[Author Prev][Author Next][Thread Prev][Thread Next][Author Index][Thread Index]

Re: [pygame] Dirty rect overlapping optimizations





On Mon, Mar 27, 2017 at 8:08 PM, Ian Mallett <ian@xxxxxxxxxxxxxx> wrote:
Hi,

Just a couple quick, miscellaneous notes on this problem:

--IDK if pygame does this, but I expect blitting, with overdraw, to a fullscreen temporary surface, and then sending the whole surface every frame to the GPU would be faster than updating multiple smaller portions of the GPU memory with CPU data.


Double buffering works like that. Except with update you can tell it to update only parts of the back buffer. When you display.flip()/update() it sends the data. It's faster because less data is sent over the bus. But even on OpenGL slower implementations (or with higher resolutions) you can gain benefits by only updating part of the buffer(s). Not on monster dedicated cards at lower resolutions of course.
 
--Dirty rects were never really a performance issue for me. This is partly because I usually implement the scheme above, more-or-less, partly because I avoid it algorithmically, and partly because blitting is inexpensive and typical overdraw rates are low (as they would be in a good GPU renderer too).

--IIRC the fastest algorithm for rect-rect collision detection is the max-of-mins/min-of-maxes method, which is widely known. It maps nicely to SSE too.
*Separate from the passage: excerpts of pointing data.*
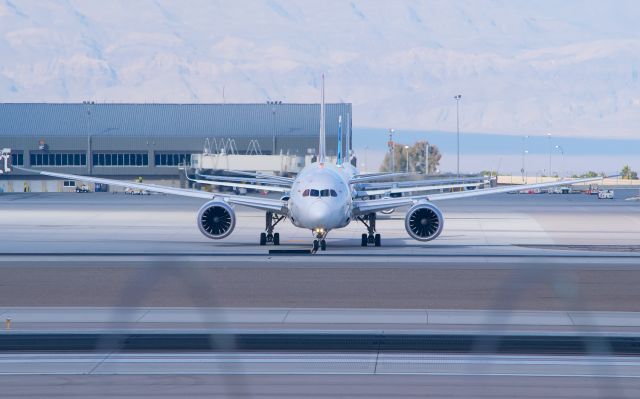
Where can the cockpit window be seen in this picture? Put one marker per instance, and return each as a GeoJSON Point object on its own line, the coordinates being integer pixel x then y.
{"type": "Point", "coordinates": [319, 193]}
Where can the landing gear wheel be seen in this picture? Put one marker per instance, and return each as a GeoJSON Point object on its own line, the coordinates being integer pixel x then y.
{"type": "Point", "coordinates": [263, 238]}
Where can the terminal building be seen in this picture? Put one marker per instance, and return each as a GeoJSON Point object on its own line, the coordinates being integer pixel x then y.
{"type": "Point", "coordinates": [150, 141]}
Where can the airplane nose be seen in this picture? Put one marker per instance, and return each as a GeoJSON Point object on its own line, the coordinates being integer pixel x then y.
{"type": "Point", "coordinates": [319, 214]}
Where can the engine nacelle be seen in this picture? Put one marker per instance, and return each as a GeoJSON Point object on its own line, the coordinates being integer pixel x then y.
{"type": "Point", "coordinates": [424, 221]}
{"type": "Point", "coordinates": [216, 219]}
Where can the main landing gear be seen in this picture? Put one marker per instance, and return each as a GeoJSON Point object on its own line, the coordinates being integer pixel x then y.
{"type": "Point", "coordinates": [371, 237]}
{"type": "Point", "coordinates": [269, 237]}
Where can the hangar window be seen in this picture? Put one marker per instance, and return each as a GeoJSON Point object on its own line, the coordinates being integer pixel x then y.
{"type": "Point", "coordinates": [173, 159]}
{"type": "Point", "coordinates": [17, 159]}
{"type": "Point", "coordinates": [57, 159]}
{"type": "Point", "coordinates": [121, 159]}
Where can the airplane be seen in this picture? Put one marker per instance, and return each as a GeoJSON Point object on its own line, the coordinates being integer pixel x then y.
{"type": "Point", "coordinates": [321, 198]}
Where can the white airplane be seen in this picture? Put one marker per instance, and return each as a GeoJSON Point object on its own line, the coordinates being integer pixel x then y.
{"type": "Point", "coordinates": [321, 198]}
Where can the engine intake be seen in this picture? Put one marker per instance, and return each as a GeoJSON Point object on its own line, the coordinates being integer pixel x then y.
{"type": "Point", "coordinates": [424, 222]}
{"type": "Point", "coordinates": [216, 220]}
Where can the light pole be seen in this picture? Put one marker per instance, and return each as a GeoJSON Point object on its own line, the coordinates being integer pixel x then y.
{"type": "Point", "coordinates": [366, 148]}
{"type": "Point", "coordinates": [549, 136]}
{"type": "Point", "coordinates": [426, 157]}
{"type": "Point", "coordinates": [406, 148]}
{"type": "Point", "coordinates": [524, 152]}
{"type": "Point", "coordinates": [391, 152]}
{"type": "Point", "coordinates": [561, 152]}
{"type": "Point", "coordinates": [458, 98]}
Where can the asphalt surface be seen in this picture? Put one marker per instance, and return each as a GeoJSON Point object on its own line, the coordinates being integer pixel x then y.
{"type": "Point", "coordinates": [317, 386]}
{"type": "Point", "coordinates": [512, 252]}
{"type": "Point", "coordinates": [537, 252]}
{"type": "Point", "coordinates": [508, 284]}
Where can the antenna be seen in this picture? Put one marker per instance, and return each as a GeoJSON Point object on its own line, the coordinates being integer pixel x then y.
{"type": "Point", "coordinates": [340, 156]}
{"type": "Point", "coordinates": [321, 147]}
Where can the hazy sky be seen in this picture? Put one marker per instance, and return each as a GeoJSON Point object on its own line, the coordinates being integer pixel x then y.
{"type": "Point", "coordinates": [567, 67]}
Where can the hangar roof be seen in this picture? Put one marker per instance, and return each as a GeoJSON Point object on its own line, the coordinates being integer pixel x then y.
{"type": "Point", "coordinates": [201, 120]}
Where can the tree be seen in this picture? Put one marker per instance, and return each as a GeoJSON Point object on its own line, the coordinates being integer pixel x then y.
{"type": "Point", "coordinates": [628, 174]}
{"type": "Point", "coordinates": [416, 158]}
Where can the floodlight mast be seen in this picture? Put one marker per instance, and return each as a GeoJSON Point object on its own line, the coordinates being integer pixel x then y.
{"type": "Point", "coordinates": [458, 98]}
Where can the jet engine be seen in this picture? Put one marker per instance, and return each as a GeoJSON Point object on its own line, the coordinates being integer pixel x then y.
{"type": "Point", "coordinates": [424, 221]}
{"type": "Point", "coordinates": [216, 219]}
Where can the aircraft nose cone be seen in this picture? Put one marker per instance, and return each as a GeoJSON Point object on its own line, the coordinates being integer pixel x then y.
{"type": "Point", "coordinates": [319, 214]}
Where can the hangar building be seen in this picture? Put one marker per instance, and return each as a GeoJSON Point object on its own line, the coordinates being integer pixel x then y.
{"type": "Point", "coordinates": [125, 141]}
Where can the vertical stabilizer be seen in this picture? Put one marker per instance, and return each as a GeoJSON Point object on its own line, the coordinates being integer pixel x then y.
{"type": "Point", "coordinates": [321, 147]}
{"type": "Point", "coordinates": [340, 155]}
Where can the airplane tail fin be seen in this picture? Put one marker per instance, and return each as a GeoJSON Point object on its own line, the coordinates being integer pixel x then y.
{"type": "Point", "coordinates": [321, 147]}
{"type": "Point", "coordinates": [340, 156]}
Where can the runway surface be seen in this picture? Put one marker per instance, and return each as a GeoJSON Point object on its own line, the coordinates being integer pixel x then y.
{"type": "Point", "coordinates": [527, 252]}
{"type": "Point", "coordinates": [536, 263]}
{"type": "Point", "coordinates": [318, 386]}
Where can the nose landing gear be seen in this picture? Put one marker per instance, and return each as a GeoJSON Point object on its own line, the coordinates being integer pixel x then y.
{"type": "Point", "coordinates": [371, 237]}
{"type": "Point", "coordinates": [319, 242]}
{"type": "Point", "coordinates": [269, 237]}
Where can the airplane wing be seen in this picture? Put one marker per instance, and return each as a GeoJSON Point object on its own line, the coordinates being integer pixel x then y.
{"type": "Point", "coordinates": [256, 175]}
{"type": "Point", "coordinates": [400, 190]}
{"type": "Point", "coordinates": [423, 182]}
{"type": "Point", "coordinates": [266, 204]}
{"type": "Point", "coordinates": [242, 185]}
{"type": "Point", "coordinates": [365, 178]}
{"type": "Point", "coordinates": [248, 180]}
{"type": "Point", "coordinates": [367, 206]}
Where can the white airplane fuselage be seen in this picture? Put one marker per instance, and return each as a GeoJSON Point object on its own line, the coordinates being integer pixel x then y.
{"type": "Point", "coordinates": [320, 197]}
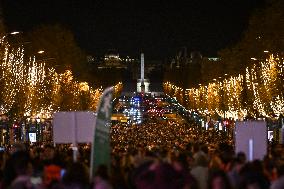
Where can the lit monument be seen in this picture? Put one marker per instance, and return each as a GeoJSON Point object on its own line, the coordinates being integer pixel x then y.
{"type": "Point", "coordinates": [142, 84]}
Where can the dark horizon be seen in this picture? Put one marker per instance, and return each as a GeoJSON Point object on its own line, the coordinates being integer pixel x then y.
{"type": "Point", "coordinates": [157, 28]}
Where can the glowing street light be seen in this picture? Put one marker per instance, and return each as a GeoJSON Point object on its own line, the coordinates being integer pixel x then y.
{"type": "Point", "coordinates": [40, 52]}
{"type": "Point", "coordinates": [14, 33]}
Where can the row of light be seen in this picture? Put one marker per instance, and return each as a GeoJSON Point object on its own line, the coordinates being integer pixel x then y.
{"type": "Point", "coordinates": [37, 91]}
{"type": "Point", "coordinates": [261, 83]}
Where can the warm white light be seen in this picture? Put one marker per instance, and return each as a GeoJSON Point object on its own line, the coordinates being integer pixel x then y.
{"type": "Point", "coordinates": [15, 32]}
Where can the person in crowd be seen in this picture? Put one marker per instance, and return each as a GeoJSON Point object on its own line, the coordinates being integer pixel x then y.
{"type": "Point", "coordinates": [102, 178]}
{"type": "Point", "coordinates": [20, 171]}
{"type": "Point", "coordinates": [279, 182]}
{"type": "Point", "coordinates": [253, 177]}
{"type": "Point", "coordinates": [200, 171]}
{"type": "Point", "coordinates": [218, 179]}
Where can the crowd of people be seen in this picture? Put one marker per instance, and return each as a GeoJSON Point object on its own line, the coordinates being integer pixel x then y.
{"type": "Point", "coordinates": [155, 154]}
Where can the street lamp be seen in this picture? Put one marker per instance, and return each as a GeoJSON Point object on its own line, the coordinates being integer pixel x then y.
{"type": "Point", "coordinates": [15, 32]}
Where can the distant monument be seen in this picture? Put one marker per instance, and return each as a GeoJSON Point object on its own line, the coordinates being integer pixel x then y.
{"type": "Point", "coordinates": [142, 83]}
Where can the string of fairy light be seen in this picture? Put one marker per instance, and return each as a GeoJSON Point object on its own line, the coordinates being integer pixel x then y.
{"type": "Point", "coordinates": [257, 93]}
{"type": "Point", "coordinates": [38, 91]}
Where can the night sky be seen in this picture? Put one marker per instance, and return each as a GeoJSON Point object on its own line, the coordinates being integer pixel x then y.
{"type": "Point", "coordinates": [159, 28]}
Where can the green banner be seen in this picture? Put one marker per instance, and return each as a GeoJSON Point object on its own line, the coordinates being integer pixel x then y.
{"type": "Point", "coordinates": [101, 143]}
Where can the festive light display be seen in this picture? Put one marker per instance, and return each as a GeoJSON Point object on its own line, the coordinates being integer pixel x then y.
{"type": "Point", "coordinates": [30, 89]}
{"type": "Point", "coordinates": [257, 93]}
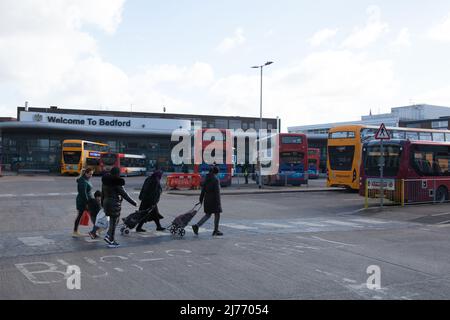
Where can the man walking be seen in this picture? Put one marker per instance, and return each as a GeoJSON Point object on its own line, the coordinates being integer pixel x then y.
{"type": "Point", "coordinates": [210, 195]}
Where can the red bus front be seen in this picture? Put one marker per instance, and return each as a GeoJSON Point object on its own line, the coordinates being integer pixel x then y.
{"type": "Point", "coordinates": [414, 171]}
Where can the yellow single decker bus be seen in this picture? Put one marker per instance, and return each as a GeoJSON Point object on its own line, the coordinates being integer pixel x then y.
{"type": "Point", "coordinates": [345, 147]}
{"type": "Point", "coordinates": [80, 154]}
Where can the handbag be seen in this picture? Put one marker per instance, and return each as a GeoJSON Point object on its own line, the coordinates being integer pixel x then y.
{"type": "Point", "coordinates": [84, 221]}
{"type": "Point", "coordinates": [102, 220]}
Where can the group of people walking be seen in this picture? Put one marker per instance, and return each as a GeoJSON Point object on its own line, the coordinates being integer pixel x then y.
{"type": "Point", "coordinates": [113, 193]}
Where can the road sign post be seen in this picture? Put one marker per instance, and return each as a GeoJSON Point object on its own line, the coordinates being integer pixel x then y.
{"type": "Point", "coordinates": [382, 134]}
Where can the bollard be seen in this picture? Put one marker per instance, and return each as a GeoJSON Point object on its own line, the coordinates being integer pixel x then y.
{"type": "Point", "coordinates": [366, 195]}
{"type": "Point", "coordinates": [403, 193]}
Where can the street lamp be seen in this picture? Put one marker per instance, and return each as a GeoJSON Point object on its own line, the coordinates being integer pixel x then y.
{"type": "Point", "coordinates": [260, 121]}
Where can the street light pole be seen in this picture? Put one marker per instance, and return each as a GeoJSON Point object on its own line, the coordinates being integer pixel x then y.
{"type": "Point", "coordinates": [260, 124]}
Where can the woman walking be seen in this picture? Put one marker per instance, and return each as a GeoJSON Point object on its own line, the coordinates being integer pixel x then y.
{"type": "Point", "coordinates": [84, 188]}
{"type": "Point", "coordinates": [149, 196]}
{"type": "Point", "coordinates": [211, 195]}
{"type": "Point", "coordinates": [112, 195]}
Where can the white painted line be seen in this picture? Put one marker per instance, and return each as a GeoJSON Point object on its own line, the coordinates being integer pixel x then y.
{"type": "Point", "coordinates": [36, 241]}
{"type": "Point", "coordinates": [335, 242]}
{"type": "Point", "coordinates": [274, 225]}
{"type": "Point", "coordinates": [342, 223]}
{"type": "Point", "coordinates": [237, 226]}
{"type": "Point", "coordinates": [369, 221]}
{"type": "Point", "coordinates": [440, 214]}
{"type": "Point", "coordinates": [309, 224]}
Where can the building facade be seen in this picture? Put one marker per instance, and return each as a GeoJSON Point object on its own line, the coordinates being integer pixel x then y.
{"type": "Point", "coordinates": [33, 141]}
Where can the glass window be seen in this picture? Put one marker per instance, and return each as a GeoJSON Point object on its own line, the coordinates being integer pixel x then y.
{"type": "Point", "coordinates": [412, 135]}
{"type": "Point", "coordinates": [391, 160]}
{"type": "Point", "coordinates": [291, 140]}
{"type": "Point", "coordinates": [398, 134]}
{"type": "Point", "coordinates": [438, 136]}
{"type": "Point", "coordinates": [439, 124]}
{"type": "Point", "coordinates": [341, 134]}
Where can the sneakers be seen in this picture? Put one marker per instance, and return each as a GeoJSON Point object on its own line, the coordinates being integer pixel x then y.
{"type": "Point", "coordinates": [111, 243]}
{"type": "Point", "coordinates": [114, 244]}
{"type": "Point", "coordinates": [77, 234]}
{"type": "Point", "coordinates": [93, 235]}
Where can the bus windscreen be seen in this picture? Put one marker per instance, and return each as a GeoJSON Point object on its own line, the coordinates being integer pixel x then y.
{"type": "Point", "coordinates": [72, 157]}
{"type": "Point", "coordinates": [341, 157]}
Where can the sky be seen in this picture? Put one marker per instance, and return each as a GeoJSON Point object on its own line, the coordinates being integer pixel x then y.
{"type": "Point", "coordinates": [333, 60]}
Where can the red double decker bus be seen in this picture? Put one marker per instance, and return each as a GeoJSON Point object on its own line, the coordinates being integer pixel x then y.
{"type": "Point", "coordinates": [208, 136]}
{"type": "Point", "coordinates": [313, 163]}
{"type": "Point", "coordinates": [129, 164]}
{"type": "Point", "coordinates": [414, 171]}
{"type": "Point", "coordinates": [293, 160]}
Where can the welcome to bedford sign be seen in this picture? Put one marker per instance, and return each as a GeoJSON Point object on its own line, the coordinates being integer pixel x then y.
{"type": "Point", "coordinates": [105, 121]}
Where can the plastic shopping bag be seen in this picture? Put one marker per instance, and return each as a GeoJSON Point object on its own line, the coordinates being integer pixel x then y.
{"type": "Point", "coordinates": [84, 221]}
{"type": "Point", "coordinates": [102, 220]}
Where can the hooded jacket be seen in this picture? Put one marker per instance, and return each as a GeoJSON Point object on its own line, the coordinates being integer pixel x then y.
{"type": "Point", "coordinates": [84, 188]}
{"type": "Point", "coordinates": [112, 195]}
{"type": "Point", "coordinates": [211, 195]}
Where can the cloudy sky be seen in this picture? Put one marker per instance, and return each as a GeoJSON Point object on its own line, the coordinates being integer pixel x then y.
{"type": "Point", "coordinates": [333, 60]}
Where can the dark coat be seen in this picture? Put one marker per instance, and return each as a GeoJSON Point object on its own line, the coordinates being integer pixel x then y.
{"type": "Point", "coordinates": [210, 195]}
{"type": "Point", "coordinates": [150, 194]}
{"type": "Point", "coordinates": [84, 188]}
{"type": "Point", "coordinates": [112, 195]}
{"type": "Point", "coordinates": [94, 208]}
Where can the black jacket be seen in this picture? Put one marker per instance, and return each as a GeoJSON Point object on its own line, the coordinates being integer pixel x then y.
{"type": "Point", "coordinates": [150, 192]}
{"type": "Point", "coordinates": [210, 195]}
{"type": "Point", "coordinates": [112, 195]}
{"type": "Point", "coordinates": [149, 196]}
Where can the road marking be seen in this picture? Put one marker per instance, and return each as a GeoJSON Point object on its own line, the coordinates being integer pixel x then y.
{"type": "Point", "coordinates": [36, 241]}
{"type": "Point", "coordinates": [373, 221]}
{"type": "Point", "coordinates": [440, 214]}
{"type": "Point", "coordinates": [342, 223]}
{"type": "Point", "coordinates": [237, 226]}
{"type": "Point", "coordinates": [309, 224]}
{"type": "Point", "coordinates": [335, 242]}
{"type": "Point", "coordinates": [275, 225]}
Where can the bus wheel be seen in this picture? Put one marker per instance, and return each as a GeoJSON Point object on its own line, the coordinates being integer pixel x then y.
{"type": "Point", "coordinates": [441, 194]}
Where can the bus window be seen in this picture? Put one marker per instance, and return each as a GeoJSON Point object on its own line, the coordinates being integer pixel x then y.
{"type": "Point", "coordinates": [92, 161]}
{"type": "Point", "coordinates": [438, 136]}
{"type": "Point", "coordinates": [367, 134]}
{"type": "Point", "coordinates": [341, 135]}
{"type": "Point", "coordinates": [447, 137]}
{"type": "Point", "coordinates": [341, 157]}
{"type": "Point", "coordinates": [391, 160]}
{"type": "Point", "coordinates": [412, 135]}
{"type": "Point", "coordinates": [291, 140]}
{"type": "Point", "coordinates": [425, 136]}
{"type": "Point", "coordinates": [398, 134]}
{"type": "Point", "coordinates": [72, 157]}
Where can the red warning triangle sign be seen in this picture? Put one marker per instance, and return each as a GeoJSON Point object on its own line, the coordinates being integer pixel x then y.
{"type": "Point", "coordinates": [382, 133]}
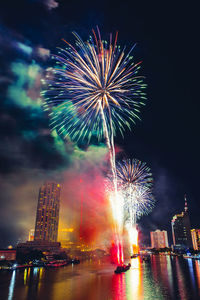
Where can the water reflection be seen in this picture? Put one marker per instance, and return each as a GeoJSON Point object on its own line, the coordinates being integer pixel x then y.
{"type": "Point", "coordinates": [164, 277]}
{"type": "Point", "coordinates": [134, 280]}
{"type": "Point", "coordinates": [11, 286]}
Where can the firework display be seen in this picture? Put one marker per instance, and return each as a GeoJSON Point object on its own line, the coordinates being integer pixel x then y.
{"type": "Point", "coordinates": [94, 83]}
{"type": "Point", "coordinates": [135, 182]}
{"type": "Point", "coordinates": [95, 91]}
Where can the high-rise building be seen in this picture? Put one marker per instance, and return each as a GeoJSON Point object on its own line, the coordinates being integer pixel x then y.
{"type": "Point", "coordinates": [31, 235]}
{"type": "Point", "coordinates": [195, 233]}
{"type": "Point", "coordinates": [181, 228]}
{"type": "Point", "coordinates": [159, 239]}
{"type": "Point", "coordinates": [47, 217]}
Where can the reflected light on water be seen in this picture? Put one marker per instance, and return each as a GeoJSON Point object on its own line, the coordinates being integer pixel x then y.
{"type": "Point", "coordinates": [11, 286]}
{"type": "Point", "coordinates": [134, 280]}
{"type": "Point", "coordinates": [191, 269]}
{"type": "Point", "coordinates": [118, 287]}
{"type": "Point", "coordinates": [180, 279]}
{"type": "Point", "coordinates": [197, 267]}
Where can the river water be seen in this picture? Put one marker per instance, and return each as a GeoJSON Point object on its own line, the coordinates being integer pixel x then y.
{"type": "Point", "coordinates": [164, 277]}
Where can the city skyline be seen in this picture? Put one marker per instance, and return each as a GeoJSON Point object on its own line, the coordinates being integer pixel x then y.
{"type": "Point", "coordinates": [169, 127]}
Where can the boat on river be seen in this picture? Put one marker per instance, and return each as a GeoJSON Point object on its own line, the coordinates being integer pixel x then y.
{"type": "Point", "coordinates": [122, 268]}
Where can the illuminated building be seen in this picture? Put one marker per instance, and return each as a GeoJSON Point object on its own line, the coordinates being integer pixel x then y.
{"type": "Point", "coordinates": [47, 217]}
{"type": "Point", "coordinates": [181, 228]}
{"type": "Point", "coordinates": [7, 254]}
{"type": "Point", "coordinates": [31, 235]}
{"type": "Point", "coordinates": [195, 233]}
{"type": "Point", "coordinates": [159, 239]}
{"type": "Point", "coordinates": [66, 237]}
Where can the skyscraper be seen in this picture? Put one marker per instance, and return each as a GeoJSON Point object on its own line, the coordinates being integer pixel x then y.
{"type": "Point", "coordinates": [47, 217]}
{"type": "Point", "coordinates": [196, 238]}
{"type": "Point", "coordinates": [159, 239]}
{"type": "Point", "coordinates": [181, 228]}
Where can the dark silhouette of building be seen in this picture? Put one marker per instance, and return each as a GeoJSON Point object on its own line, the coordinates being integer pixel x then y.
{"type": "Point", "coordinates": [47, 217]}
{"type": "Point", "coordinates": [181, 230]}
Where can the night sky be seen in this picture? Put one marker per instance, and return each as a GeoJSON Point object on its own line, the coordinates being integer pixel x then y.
{"type": "Point", "coordinates": [167, 138]}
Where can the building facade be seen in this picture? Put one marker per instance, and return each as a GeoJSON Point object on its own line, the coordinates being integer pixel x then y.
{"type": "Point", "coordinates": [181, 231]}
{"type": "Point", "coordinates": [159, 239]}
{"type": "Point", "coordinates": [195, 233]}
{"type": "Point", "coordinates": [31, 235]}
{"type": "Point", "coordinates": [47, 216]}
{"type": "Point", "coordinates": [7, 254]}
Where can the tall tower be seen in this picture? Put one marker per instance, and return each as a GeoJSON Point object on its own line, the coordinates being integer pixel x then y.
{"type": "Point", "coordinates": [159, 239]}
{"type": "Point", "coordinates": [47, 216]}
{"type": "Point", "coordinates": [181, 228]}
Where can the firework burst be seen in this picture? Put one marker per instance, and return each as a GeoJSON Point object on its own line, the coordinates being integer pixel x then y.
{"type": "Point", "coordinates": [93, 83]}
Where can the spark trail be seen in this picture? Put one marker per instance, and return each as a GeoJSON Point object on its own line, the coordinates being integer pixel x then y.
{"type": "Point", "coordinates": [94, 91]}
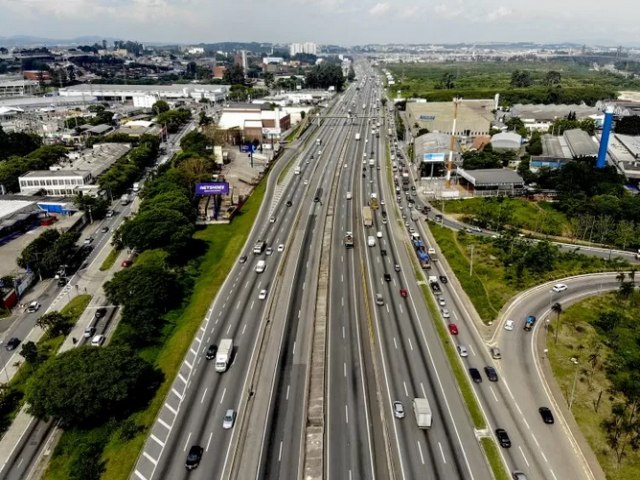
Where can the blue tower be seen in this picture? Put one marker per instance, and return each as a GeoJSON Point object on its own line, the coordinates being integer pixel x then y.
{"type": "Point", "coordinates": [604, 138]}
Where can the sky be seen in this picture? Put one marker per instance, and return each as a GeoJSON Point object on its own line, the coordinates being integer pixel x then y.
{"type": "Point", "coordinates": [341, 22]}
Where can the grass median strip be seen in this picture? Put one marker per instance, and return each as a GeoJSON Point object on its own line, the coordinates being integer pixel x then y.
{"type": "Point", "coordinates": [225, 243]}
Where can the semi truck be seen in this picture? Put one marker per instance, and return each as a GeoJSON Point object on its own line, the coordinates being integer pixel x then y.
{"type": "Point", "coordinates": [367, 216]}
{"type": "Point", "coordinates": [373, 201]}
{"type": "Point", "coordinates": [422, 409]}
{"type": "Point", "coordinates": [348, 240]}
{"type": "Point", "coordinates": [224, 354]}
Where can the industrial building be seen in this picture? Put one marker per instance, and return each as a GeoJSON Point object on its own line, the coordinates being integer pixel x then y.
{"type": "Point", "coordinates": [146, 95]}
{"type": "Point", "coordinates": [474, 117]}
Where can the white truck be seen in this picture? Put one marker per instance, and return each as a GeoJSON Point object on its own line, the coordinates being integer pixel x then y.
{"type": "Point", "coordinates": [223, 356]}
{"type": "Point", "coordinates": [422, 409]}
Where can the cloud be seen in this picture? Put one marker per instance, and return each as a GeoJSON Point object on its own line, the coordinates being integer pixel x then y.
{"type": "Point", "coordinates": [379, 9]}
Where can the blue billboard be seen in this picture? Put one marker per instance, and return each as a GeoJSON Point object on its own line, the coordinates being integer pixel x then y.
{"type": "Point", "coordinates": [212, 188]}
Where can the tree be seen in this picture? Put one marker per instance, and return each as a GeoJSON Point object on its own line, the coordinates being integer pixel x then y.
{"type": "Point", "coordinates": [557, 309]}
{"type": "Point", "coordinates": [55, 323]}
{"type": "Point", "coordinates": [160, 107]}
{"type": "Point", "coordinates": [521, 79]}
{"type": "Point", "coordinates": [552, 78]}
{"type": "Point", "coordinates": [86, 386]}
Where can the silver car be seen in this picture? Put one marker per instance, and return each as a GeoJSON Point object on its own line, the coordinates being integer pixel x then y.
{"type": "Point", "coordinates": [229, 419]}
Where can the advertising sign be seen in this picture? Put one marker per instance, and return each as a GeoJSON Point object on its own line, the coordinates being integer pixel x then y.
{"type": "Point", "coordinates": [212, 188]}
{"type": "Point", "coordinates": [433, 157]}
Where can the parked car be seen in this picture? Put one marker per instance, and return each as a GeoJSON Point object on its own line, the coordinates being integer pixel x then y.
{"type": "Point", "coordinates": [398, 410]}
{"type": "Point", "coordinates": [13, 343]}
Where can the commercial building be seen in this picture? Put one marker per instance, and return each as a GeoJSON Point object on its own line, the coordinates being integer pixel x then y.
{"type": "Point", "coordinates": [146, 95]}
{"type": "Point", "coordinates": [473, 118]}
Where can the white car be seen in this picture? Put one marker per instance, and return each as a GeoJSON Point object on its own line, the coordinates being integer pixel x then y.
{"type": "Point", "coordinates": [229, 419]}
{"type": "Point", "coordinates": [559, 287]}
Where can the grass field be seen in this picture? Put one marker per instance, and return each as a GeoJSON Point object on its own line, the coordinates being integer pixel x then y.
{"type": "Point", "coordinates": [486, 284]}
{"type": "Point", "coordinates": [538, 217]}
{"type": "Point", "coordinates": [224, 245]}
{"type": "Point", "coordinates": [578, 339]}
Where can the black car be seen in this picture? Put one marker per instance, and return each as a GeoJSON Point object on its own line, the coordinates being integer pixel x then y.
{"type": "Point", "coordinates": [13, 343]}
{"type": "Point", "coordinates": [211, 352]}
{"type": "Point", "coordinates": [475, 375]}
{"type": "Point", "coordinates": [492, 375]}
{"type": "Point", "coordinates": [503, 438]}
{"type": "Point", "coordinates": [193, 457]}
{"type": "Point", "coordinates": [547, 416]}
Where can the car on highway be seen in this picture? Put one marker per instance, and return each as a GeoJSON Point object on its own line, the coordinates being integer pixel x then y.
{"type": "Point", "coordinates": [33, 307]}
{"type": "Point", "coordinates": [547, 416]}
{"type": "Point", "coordinates": [211, 352]}
{"type": "Point", "coordinates": [491, 373]}
{"type": "Point", "coordinates": [229, 419]}
{"type": "Point", "coordinates": [12, 344]}
{"type": "Point", "coordinates": [475, 375]}
{"type": "Point", "coordinates": [398, 410]}
{"type": "Point", "coordinates": [559, 287]}
{"type": "Point", "coordinates": [503, 438]}
{"type": "Point", "coordinates": [193, 457]}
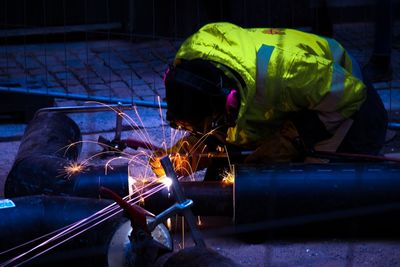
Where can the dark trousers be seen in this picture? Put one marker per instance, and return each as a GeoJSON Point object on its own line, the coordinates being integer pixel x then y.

Sounds interesting. Maybe that's what we're using now for rect collision... I'm not sure of the algo name. It's only in C however.



Below is one of the cases that benefits the most. (actually after drawing this I'm not sure if this is actually true or I dreamed it up... but I drew the diagrams... so it feels a waste to delete them).

Currently the update method combines two rects like this:
_______
|     |
|   __|____
|___|_|
       |
    |     |
    |     |
    |_____|


Into a big rect like this:
___________
|     ####|
|     ####|
|   XX    | # - updated, but no need.
|###      | X - over drawn.
|###      |
|###______|


Note in these crude diagrams the # area is drawn even though it doesn't need to be, and the XX is over draw. When there are some overlapping rects like this that are large, that can be quite a saving of pixels not needed to be drawn.